En outre, Maya Poffenberger, auteure principale de l’étude et membre de l’équipe de recherche du Pr Jones, a découvert que des polypes prélevés chez des patients atteints du SPJ portaient des signes indicateurs d’inflammation. Elle a également découvert qu’il était possible de réduire le développement des polypes chez les souris génétiquement prédisposées par l’administration d’un médicament qui bloque certaines voies inflammatoires.
« En fait, nos travaux changent la façon dont on doit aborder cette maladie : on doit désormais se concentrer sur le rôle du système immunitaire dans la formation des polypes. Nous espérons que notre découverte ouvrira la voie à de nouveaux traitements dans le SPJ et d’autres cancers gastro-intestinaux. Et cette perspective nous réjouit au plus haut point », ajoute le Pr Jones.
Pour le scientifique, la prochaine étape consiste à mener des travaux de recherche sur des modèles murins et à continuer de collaborer avec des collègues, tels que les Drs George Zogopoulos et William Foulkes, au Centre universitaire de santé McGill (CUSM), pour préciser le rôle de l’inflammation dans la maladie.
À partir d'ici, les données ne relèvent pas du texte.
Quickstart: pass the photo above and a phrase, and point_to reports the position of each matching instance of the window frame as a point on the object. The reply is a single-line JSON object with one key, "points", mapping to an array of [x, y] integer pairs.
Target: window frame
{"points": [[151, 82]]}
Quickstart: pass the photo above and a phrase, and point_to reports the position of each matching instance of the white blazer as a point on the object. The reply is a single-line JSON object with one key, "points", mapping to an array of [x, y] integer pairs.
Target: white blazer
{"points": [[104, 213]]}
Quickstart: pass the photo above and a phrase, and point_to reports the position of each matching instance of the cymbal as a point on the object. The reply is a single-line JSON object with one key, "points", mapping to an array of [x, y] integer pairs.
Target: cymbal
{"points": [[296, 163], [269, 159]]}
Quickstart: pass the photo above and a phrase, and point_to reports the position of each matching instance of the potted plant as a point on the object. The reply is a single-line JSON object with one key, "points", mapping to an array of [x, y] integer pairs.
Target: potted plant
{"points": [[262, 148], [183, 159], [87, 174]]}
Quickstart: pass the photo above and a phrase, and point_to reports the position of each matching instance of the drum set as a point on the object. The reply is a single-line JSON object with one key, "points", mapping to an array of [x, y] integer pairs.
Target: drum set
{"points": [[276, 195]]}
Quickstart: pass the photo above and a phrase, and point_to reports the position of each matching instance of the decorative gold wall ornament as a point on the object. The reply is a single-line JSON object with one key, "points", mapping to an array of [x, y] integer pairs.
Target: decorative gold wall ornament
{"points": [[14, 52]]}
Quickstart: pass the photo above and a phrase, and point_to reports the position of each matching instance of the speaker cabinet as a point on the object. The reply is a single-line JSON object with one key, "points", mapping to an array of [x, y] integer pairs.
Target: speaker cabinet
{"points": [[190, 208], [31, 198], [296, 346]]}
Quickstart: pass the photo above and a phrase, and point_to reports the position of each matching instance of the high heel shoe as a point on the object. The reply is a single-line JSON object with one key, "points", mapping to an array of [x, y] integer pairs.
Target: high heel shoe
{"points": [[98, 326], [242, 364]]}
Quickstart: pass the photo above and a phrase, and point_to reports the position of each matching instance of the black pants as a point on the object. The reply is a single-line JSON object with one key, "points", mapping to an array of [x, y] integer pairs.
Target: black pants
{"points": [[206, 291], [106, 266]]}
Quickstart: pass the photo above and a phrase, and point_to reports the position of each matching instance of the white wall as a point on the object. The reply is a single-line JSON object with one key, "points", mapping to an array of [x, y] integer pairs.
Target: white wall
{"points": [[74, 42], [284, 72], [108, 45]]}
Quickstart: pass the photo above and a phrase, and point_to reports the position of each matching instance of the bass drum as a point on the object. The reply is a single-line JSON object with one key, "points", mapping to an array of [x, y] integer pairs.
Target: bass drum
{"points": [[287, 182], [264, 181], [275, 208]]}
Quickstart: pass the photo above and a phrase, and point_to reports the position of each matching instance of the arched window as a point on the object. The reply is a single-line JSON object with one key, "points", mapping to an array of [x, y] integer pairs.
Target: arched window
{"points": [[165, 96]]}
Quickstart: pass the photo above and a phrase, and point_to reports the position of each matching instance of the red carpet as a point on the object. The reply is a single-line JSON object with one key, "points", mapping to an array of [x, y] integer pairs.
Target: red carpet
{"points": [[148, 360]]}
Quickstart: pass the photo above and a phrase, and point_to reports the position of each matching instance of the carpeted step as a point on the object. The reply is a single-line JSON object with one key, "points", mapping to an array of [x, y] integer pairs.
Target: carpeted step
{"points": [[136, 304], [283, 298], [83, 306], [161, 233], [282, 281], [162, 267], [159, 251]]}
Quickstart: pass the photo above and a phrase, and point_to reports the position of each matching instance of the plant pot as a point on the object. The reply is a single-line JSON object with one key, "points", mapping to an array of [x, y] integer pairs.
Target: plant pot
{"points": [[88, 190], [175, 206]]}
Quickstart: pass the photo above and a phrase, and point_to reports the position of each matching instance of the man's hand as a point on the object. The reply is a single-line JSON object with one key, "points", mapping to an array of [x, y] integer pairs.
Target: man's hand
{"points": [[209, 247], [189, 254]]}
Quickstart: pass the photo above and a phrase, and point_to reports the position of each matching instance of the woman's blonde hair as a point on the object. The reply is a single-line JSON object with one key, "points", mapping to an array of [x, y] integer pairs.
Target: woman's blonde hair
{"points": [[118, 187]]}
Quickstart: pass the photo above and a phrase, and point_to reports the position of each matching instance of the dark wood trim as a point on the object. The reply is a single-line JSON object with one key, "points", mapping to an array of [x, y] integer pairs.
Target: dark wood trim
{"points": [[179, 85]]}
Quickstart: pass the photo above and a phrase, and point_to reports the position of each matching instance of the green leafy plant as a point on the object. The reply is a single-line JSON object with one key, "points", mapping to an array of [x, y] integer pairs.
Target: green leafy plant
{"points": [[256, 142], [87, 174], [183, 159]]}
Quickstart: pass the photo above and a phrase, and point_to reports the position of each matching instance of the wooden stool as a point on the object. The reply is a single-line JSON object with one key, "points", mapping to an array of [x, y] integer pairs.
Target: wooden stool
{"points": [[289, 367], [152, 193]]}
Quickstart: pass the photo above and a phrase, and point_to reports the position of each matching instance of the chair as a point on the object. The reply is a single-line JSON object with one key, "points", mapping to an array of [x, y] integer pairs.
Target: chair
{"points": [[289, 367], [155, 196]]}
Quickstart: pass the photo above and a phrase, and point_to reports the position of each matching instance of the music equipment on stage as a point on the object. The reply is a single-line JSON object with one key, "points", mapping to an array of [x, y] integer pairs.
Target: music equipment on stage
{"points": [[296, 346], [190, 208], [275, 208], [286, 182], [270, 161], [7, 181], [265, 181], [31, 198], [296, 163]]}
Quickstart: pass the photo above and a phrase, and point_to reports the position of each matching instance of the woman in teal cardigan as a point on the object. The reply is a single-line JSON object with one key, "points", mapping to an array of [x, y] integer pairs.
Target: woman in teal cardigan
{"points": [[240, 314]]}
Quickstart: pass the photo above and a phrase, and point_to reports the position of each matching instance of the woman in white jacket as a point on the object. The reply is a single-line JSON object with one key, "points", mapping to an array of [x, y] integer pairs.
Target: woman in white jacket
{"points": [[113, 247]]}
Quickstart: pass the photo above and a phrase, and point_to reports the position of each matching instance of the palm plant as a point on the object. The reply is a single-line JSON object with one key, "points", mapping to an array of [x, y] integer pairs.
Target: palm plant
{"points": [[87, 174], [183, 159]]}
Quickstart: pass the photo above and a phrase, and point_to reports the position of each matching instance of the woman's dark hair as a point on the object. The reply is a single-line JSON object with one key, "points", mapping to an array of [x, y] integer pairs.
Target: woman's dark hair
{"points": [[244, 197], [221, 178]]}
L’article « LKB1 Deficiency in T Cells Promotes the Development of Gastrointestinal Polyposis », par M. C. Poffenberger et coll., a été publié dans la revue Science
Cette étude a été financée par la Société canadienne du cancer, les Instituts de recherche en santé du Canada (IRSC), le Programme intégré de formation en recherche sur le cancer de l’Université McGill et le Fonds de recherche du Québec – Santé (FRQS).